The castle Hohenschwangau is located directly across from Neuschwanstein Castle.
The present Hohenschwangau Castle was built from 1537 to 1547 into the partly preserved outer walls of the castle Schwanstein from the 14th century. The four-storey, 1833-1837 exterior and interior neo-Gothic shaped system of the main building with yellow facade paint has three round towers with polygonal structures, the gate is three-storey.
The main building now houses a museum. The interior decoration from the Biedermeier period has been preserved unchanged. The rooms are still equipped with the...
The castle Hohenschwangau is located directly across from Neuschwanstein Castle.
The present Hohenschwangau Castle was built from 1537 to 1547 into the partly preserved outer walls of the castle Schwanstein from the 14th century. The four-storey, 1833-1837 exterior and interior neo-Gothic shaped system of the main building with yellow facade paint has three round towers with polygonal structures, the gate is three-storey.
The main building now houses a museum. The interior decoration from the Biedermeier period has been preserved unchanged. The rooms are still equipped with the furnishings from the restoration period.
The rooms were painted according to designs by Moritz von Schwind and Ludwig Lindenschmit the Elder . The performers included both the latter, as well as his brother Wilhelm Lindenschmit the Elder . The more than ninety murals were executed in 1835-1836 and deal with themes from the history of the castle and the Schwangau and medieval heroic legends, namely the legend of the Swan Knight Loherangrîn in Wolfram von Eschenbach's Middle High German verse poem Parzival (the 1850 by Richard Wagner in his opera Lohengrin was processed), the Nibelungensageand the Edda . One of the frescoes takes up a local folklore, after the knight Christoph von Langenmantel Martin Luther 1518 brought to its protection from Augsburg to Hohenschwangau.
In the described state, the castle has survived to this day. Some projects such as the construction of a drawbridge and several towers on the ring wall were no longer carried out; a high keep was begun in 1851, but demolished the following year, as he threatened to become expensive and King Max did not like it.

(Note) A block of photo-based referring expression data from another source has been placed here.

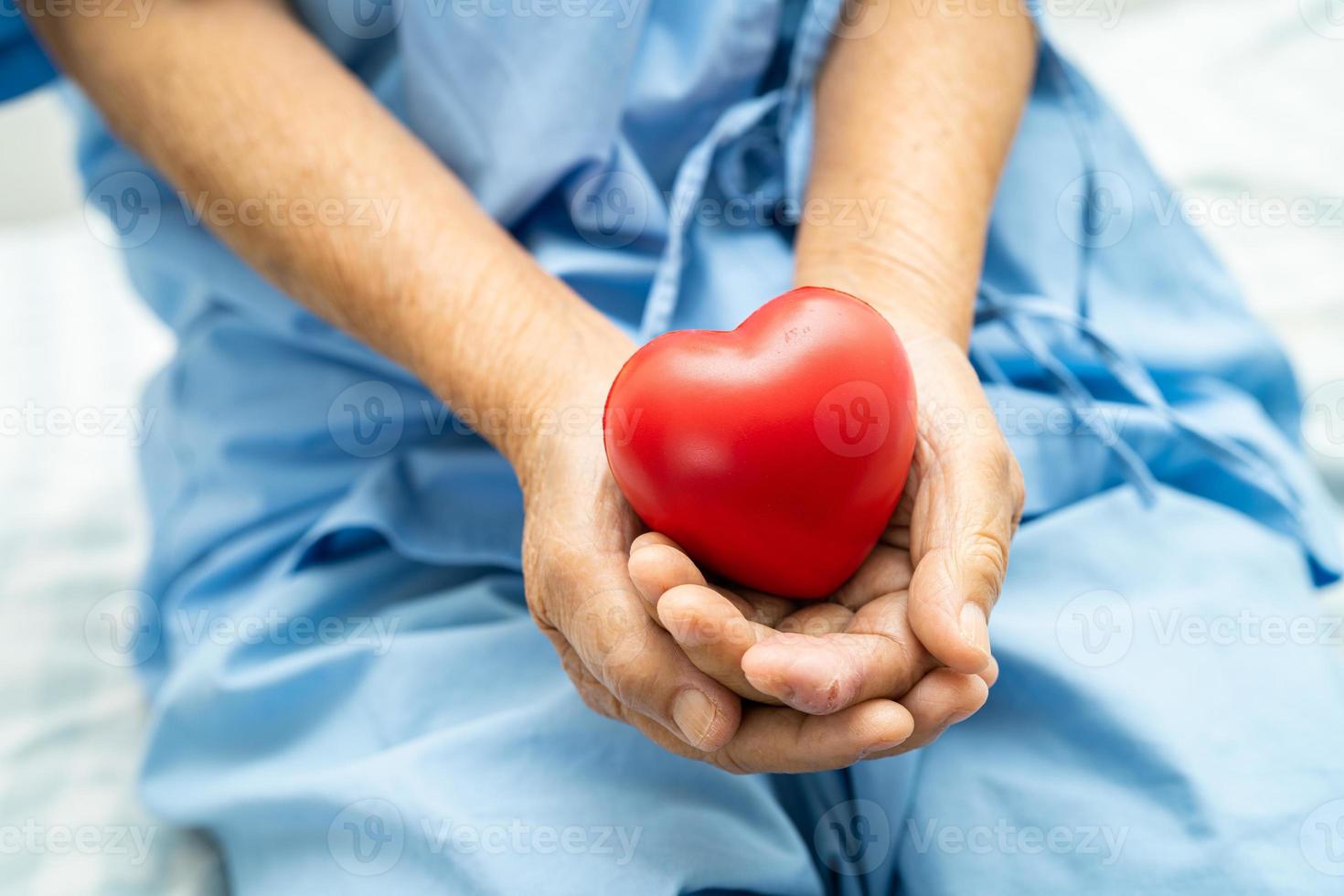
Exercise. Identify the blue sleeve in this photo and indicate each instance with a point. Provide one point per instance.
(23, 65)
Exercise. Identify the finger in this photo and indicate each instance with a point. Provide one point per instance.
(656, 566)
(969, 498)
(659, 564)
(940, 700)
(778, 739)
(877, 657)
(645, 670)
(886, 570)
(714, 635)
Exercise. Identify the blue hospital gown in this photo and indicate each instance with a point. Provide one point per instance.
(1169, 709)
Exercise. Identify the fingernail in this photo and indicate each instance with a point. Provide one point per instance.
(694, 713)
(882, 747)
(975, 627)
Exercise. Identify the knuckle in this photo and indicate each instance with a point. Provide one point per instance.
(987, 552)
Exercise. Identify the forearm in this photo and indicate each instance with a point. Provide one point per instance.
(231, 100)
(914, 121)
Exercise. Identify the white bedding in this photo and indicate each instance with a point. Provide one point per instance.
(1232, 96)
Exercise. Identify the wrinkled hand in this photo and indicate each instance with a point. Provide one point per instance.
(912, 621)
(577, 536)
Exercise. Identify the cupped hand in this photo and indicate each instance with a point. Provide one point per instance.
(577, 534)
(912, 624)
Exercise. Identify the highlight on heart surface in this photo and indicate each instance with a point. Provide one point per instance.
(774, 453)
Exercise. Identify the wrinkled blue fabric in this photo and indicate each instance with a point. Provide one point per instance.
(23, 65)
(293, 472)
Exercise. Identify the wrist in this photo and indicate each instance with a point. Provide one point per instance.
(915, 294)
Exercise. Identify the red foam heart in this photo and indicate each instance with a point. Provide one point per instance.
(773, 453)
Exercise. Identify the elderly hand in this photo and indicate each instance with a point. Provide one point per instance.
(912, 621)
(578, 531)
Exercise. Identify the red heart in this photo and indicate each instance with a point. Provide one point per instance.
(773, 453)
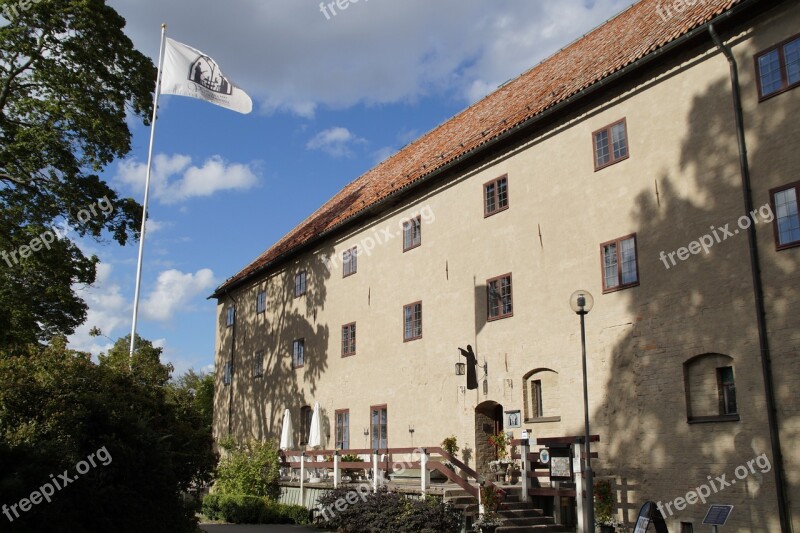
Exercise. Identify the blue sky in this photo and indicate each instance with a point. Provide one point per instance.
(333, 96)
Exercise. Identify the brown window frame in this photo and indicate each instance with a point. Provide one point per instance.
(413, 337)
(349, 352)
(258, 369)
(785, 85)
(722, 386)
(411, 246)
(295, 342)
(621, 286)
(304, 275)
(261, 302)
(608, 129)
(371, 427)
(350, 262)
(496, 196)
(336, 427)
(305, 424)
(501, 315)
(796, 186)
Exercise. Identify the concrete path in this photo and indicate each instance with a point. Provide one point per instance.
(232, 528)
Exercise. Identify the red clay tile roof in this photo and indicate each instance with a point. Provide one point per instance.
(631, 35)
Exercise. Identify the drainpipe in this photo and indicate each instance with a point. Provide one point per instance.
(233, 352)
(758, 292)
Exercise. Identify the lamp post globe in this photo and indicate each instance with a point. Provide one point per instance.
(581, 302)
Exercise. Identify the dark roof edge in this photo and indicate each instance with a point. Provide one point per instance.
(614, 76)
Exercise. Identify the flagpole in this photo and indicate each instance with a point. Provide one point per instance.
(147, 188)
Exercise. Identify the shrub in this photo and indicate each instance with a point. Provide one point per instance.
(242, 509)
(210, 507)
(388, 511)
(251, 468)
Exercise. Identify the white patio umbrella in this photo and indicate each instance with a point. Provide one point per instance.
(287, 438)
(315, 435)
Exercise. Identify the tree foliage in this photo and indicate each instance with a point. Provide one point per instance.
(57, 407)
(69, 78)
(251, 468)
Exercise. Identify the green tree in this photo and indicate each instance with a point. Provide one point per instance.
(68, 78)
(57, 407)
(200, 385)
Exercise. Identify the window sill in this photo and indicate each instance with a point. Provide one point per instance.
(620, 288)
(543, 419)
(711, 419)
(487, 214)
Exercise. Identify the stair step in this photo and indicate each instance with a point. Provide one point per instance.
(529, 521)
(554, 528)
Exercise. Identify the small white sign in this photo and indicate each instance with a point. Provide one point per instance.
(544, 456)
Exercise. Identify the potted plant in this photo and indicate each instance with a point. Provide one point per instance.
(487, 523)
(604, 506)
(450, 446)
(352, 473)
(500, 442)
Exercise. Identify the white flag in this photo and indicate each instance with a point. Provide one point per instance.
(189, 72)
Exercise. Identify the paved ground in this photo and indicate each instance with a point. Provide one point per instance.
(230, 528)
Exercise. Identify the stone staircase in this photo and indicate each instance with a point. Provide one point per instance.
(518, 517)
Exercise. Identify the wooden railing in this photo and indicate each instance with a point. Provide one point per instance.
(425, 465)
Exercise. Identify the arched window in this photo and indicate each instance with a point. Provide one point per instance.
(710, 388)
(541, 395)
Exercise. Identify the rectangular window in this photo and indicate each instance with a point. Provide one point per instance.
(787, 218)
(620, 267)
(258, 364)
(298, 353)
(498, 292)
(778, 68)
(300, 284)
(227, 375)
(412, 321)
(306, 414)
(343, 429)
(349, 339)
(261, 302)
(610, 144)
(350, 261)
(536, 399)
(379, 427)
(495, 196)
(412, 233)
(727, 391)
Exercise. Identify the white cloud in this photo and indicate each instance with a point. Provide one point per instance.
(174, 291)
(174, 179)
(289, 56)
(336, 142)
(108, 310)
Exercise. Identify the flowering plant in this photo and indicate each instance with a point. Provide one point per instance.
(500, 441)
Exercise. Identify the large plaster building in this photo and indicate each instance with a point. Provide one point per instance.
(655, 163)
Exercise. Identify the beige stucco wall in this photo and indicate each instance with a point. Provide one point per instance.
(682, 177)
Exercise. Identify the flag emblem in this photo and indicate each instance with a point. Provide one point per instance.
(190, 72)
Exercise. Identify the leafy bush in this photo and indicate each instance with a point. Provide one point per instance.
(387, 511)
(251, 468)
(241, 509)
(57, 406)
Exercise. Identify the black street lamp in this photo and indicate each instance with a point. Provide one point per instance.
(581, 302)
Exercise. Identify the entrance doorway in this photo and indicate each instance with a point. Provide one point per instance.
(488, 422)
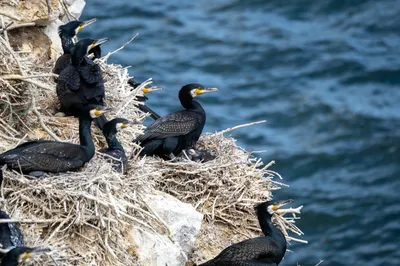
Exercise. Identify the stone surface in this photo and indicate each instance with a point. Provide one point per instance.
(156, 250)
(184, 224)
(76, 8)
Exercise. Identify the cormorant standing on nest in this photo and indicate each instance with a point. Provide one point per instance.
(81, 82)
(266, 250)
(10, 234)
(115, 148)
(36, 157)
(19, 254)
(144, 98)
(67, 34)
(169, 135)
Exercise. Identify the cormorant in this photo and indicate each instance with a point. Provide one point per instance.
(36, 157)
(169, 135)
(67, 34)
(20, 254)
(143, 98)
(200, 155)
(266, 250)
(10, 234)
(81, 82)
(115, 148)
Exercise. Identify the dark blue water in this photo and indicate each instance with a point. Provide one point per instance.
(326, 76)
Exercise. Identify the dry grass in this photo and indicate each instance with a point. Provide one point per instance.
(86, 217)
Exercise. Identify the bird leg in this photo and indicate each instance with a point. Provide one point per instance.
(36, 174)
(49, 10)
(171, 156)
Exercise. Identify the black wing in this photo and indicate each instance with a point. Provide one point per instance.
(172, 125)
(68, 79)
(251, 249)
(62, 62)
(10, 234)
(49, 156)
(90, 72)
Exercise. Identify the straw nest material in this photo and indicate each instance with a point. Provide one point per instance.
(86, 217)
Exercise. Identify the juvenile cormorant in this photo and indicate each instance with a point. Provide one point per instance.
(144, 108)
(52, 156)
(10, 234)
(20, 254)
(266, 250)
(169, 135)
(81, 82)
(115, 148)
(67, 34)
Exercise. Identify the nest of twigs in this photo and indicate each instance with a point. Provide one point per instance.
(86, 217)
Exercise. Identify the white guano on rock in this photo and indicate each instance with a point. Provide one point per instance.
(183, 223)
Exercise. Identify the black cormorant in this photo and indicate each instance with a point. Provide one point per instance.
(40, 156)
(67, 34)
(266, 250)
(169, 135)
(10, 234)
(19, 255)
(81, 82)
(200, 155)
(115, 149)
(144, 108)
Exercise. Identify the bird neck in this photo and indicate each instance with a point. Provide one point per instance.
(192, 105)
(266, 225)
(9, 260)
(85, 136)
(113, 142)
(66, 42)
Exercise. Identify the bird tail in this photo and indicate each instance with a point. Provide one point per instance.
(2, 168)
(146, 109)
(100, 121)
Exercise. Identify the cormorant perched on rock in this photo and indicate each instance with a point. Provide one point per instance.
(115, 149)
(10, 234)
(143, 98)
(266, 250)
(36, 157)
(81, 82)
(19, 254)
(169, 135)
(67, 34)
(200, 155)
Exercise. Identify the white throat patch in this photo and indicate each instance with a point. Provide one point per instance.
(270, 210)
(193, 93)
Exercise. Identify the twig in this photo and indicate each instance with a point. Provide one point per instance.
(39, 116)
(22, 25)
(105, 58)
(6, 27)
(239, 126)
(29, 77)
(9, 15)
(31, 221)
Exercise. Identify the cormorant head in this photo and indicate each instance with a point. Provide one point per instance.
(96, 111)
(190, 91)
(72, 28)
(20, 254)
(271, 206)
(82, 48)
(115, 125)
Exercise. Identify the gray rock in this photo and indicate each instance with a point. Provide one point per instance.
(183, 222)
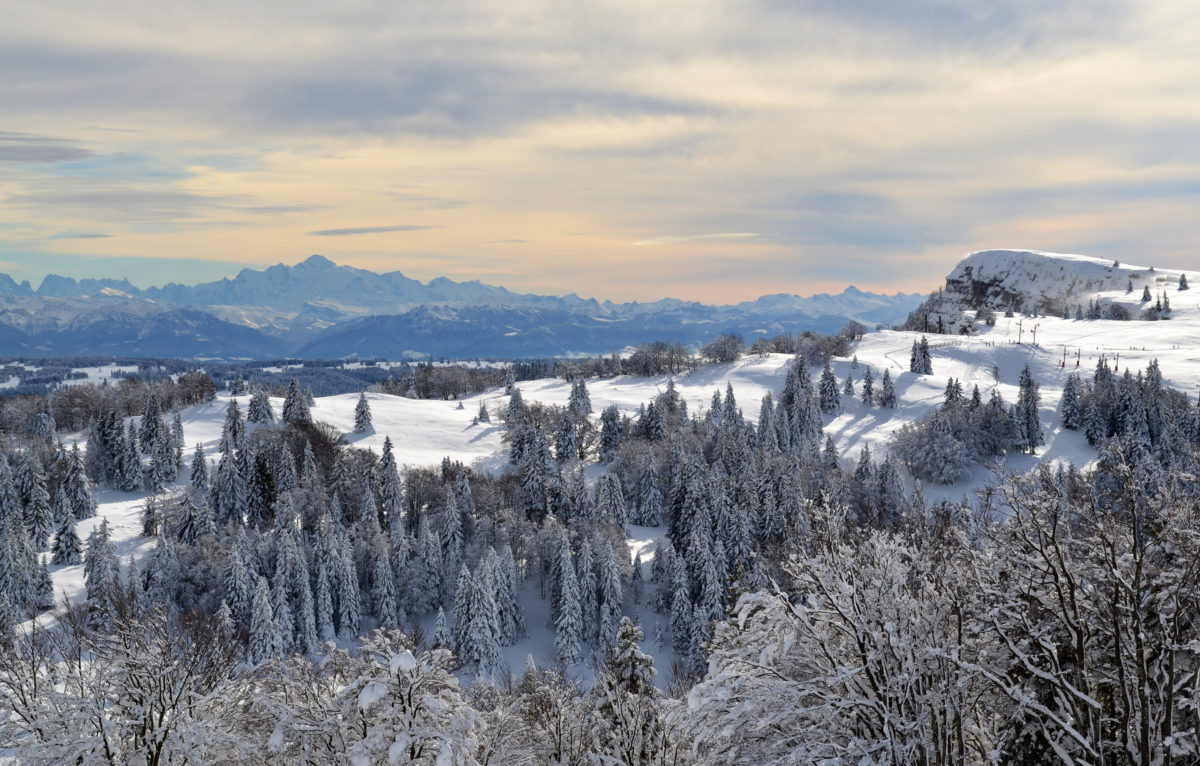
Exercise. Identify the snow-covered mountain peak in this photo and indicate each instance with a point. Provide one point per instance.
(1042, 281)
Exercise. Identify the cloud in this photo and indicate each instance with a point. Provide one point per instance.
(370, 229)
(691, 238)
(29, 148)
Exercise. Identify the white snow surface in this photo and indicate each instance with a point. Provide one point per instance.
(1059, 277)
(424, 431)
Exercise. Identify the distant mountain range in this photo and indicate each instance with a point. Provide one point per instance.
(319, 310)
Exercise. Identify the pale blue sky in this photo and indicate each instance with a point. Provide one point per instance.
(701, 149)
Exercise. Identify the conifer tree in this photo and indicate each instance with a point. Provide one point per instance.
(589, 597)
(484, 627)
(462, 603)
(78, 491)
(565, 444)
(580, 402)
(681, 616)
(515, 411)
(441, 633)
(887, 392)
(363, 416)
(383, 590)
(1029, 423)
(295, 405)
(610, 432)
(508, 599)
(567, 627)
(349, 597)
(831, 400)
(199, 471)
(927, 359)
(234, 428)
(238, 593)
(151, 516)
(67, 548)
(610, 501)
(1072, 410)
(263, 629)
(323, 603)
(610, 596)
(259, 408)
(39, 514)
(151, 420)
(649, 497)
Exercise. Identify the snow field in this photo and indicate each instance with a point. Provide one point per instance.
(425, 431)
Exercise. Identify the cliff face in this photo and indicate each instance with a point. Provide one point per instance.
(1027, 279)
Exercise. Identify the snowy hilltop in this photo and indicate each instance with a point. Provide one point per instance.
(673, 561)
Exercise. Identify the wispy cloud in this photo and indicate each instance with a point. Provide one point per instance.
(370, 229)
(691, 238)
(30, 148)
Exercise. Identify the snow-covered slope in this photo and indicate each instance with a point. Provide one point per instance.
(425, 431)
(1019, 279)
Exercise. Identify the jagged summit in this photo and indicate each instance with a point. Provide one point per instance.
(1037, 282)
(1002, 279)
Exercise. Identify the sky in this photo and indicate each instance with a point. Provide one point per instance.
(700, 149)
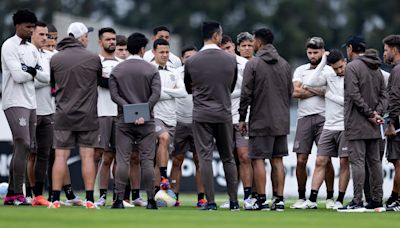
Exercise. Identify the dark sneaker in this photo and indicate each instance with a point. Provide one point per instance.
(151, 204)
(118, 204)
(278, 205)
(209, 207)
(234, 206)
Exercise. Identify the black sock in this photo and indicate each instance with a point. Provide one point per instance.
(68, 192)
(261, 198)
(38, 190)
(329, 194)
(89, 196)
(127, 192)
(135, 194)
(313, 195)
(163, 172)
(340, 197)
(103, 193)
(302, 194)
(56, 196)
(247, 192)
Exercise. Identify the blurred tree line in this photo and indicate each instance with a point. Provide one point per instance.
(292, 21)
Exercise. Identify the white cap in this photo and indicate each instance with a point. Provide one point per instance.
(78, 29)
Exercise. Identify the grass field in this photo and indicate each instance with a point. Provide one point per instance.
(189, 216)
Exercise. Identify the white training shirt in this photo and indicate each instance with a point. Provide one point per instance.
(184, 105)
(45, 102)
(316, 104)
(17, 85)
(235, 96)
(174, 62)
(172, 87)
(105, 106)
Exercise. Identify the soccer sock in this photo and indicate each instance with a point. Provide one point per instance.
(163, 172)
(200, 196)
(340, 197)
(135, 194)
(329, 194)
(56, 196)
(302, 194)
(247, 192)
(103, 193)
(313, 195)
(38, 190)
(89, 196)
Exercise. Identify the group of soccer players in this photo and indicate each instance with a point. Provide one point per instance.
(234, 95)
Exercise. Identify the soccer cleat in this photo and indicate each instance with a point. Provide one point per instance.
(139, 202)
(54, 205)
(101, 202)
(248, 203)
(234, 206)
(74, 202)
(151, 204)
(225, 205)
(40, 201)
(338, 204)
(278, 205)
(298, 203)
(329, 204)
(164, 183)
(201, 203)
(209, 207)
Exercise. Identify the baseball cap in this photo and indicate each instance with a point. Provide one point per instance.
(315, 43)
(78, 29)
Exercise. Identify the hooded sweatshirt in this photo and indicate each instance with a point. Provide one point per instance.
(365, 92)
(267, 88)
(75, 72)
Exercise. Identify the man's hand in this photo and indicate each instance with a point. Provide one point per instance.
(243, 128)
(139, 121)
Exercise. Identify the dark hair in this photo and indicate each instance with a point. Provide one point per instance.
(104, 30)
(51, 28)
(392, 41)
(160, 28)
(209, 28)
(158, 42)
(121, 40)
(334, 56)
(226, 39)
(24, 16)
(188, 48)
(136, 41)
(264, 35)
(40, 24)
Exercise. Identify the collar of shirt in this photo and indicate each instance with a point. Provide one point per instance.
(209, 46)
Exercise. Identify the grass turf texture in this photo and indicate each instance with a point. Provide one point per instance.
(189, 216)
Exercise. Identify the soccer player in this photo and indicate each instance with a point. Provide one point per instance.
(332, 142)
(20, 64)
(212, 117)
(269, 112)
(391, 56)
(364, 104)
(75, 73)
(311, 118)
(162, 32)
(135, 81)
(165, 109)
(183, 138)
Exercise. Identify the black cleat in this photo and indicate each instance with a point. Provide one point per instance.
(234, 206)
(209, 207)
(118, 204)
(151, 204)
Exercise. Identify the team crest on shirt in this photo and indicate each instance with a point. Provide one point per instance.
(22, 122)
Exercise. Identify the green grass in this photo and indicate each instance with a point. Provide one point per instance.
(189, 216)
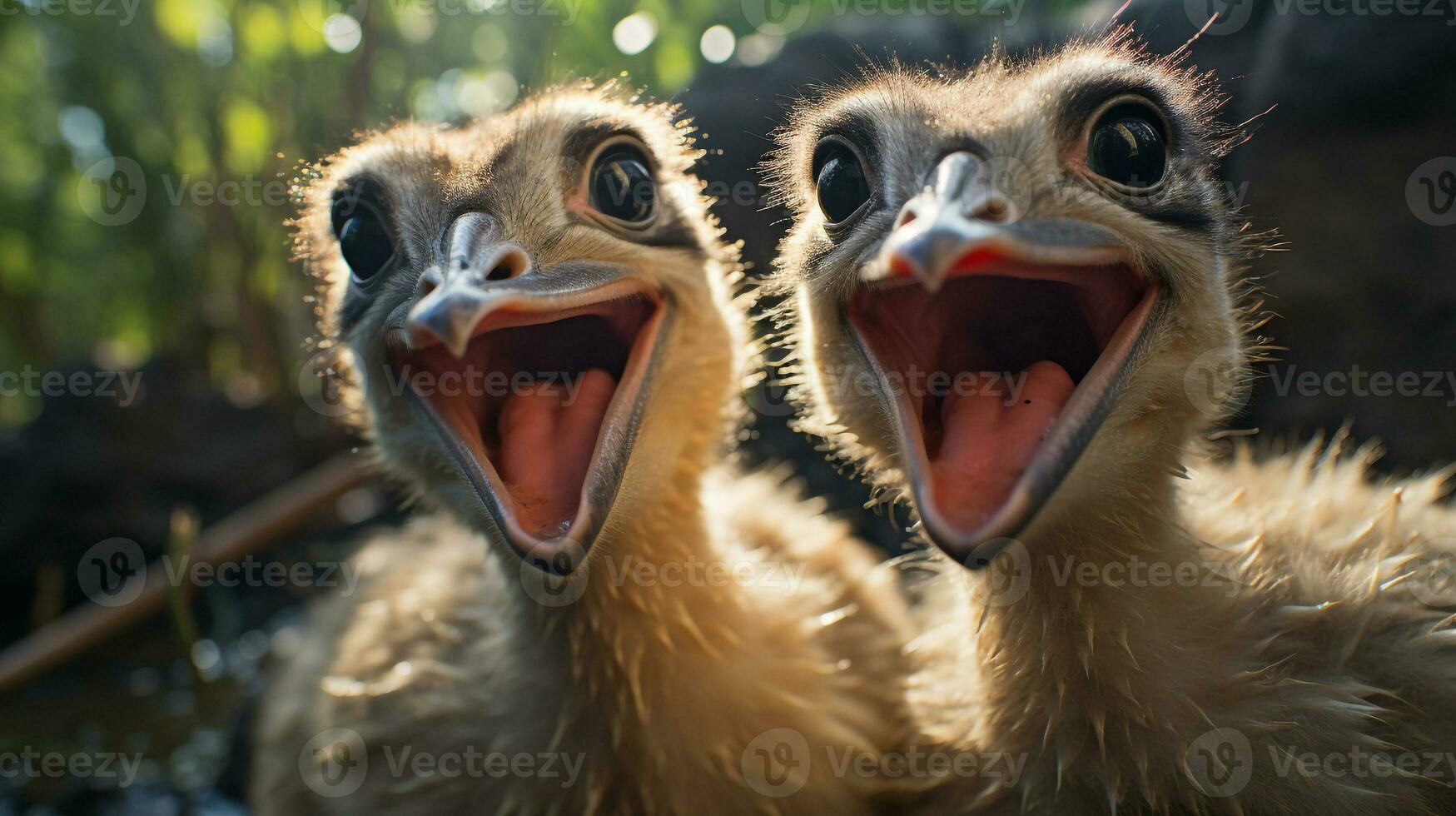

In the valley floor on the north side below the castle, there is the Schwanseepark, originally belonging to the castle, which is now overgrown. The park was created according to plans by Peter Joseph Lenné .
In the 19th century, the Grandhotel Alpenrose was built on the site of the Amtshaus built in 1786 , in which the Museum of Bavarian Kings was opened in 2011 by the Wittelsbacher Ausgleichsfonds . This shows about 160 original exhibits from the Middle Ages to the present. The focal point of the museum is the Hall of Kings, in which the builders of Hohenschwangau and Neuschwanstein, Max II and Ludwig II, are the subject.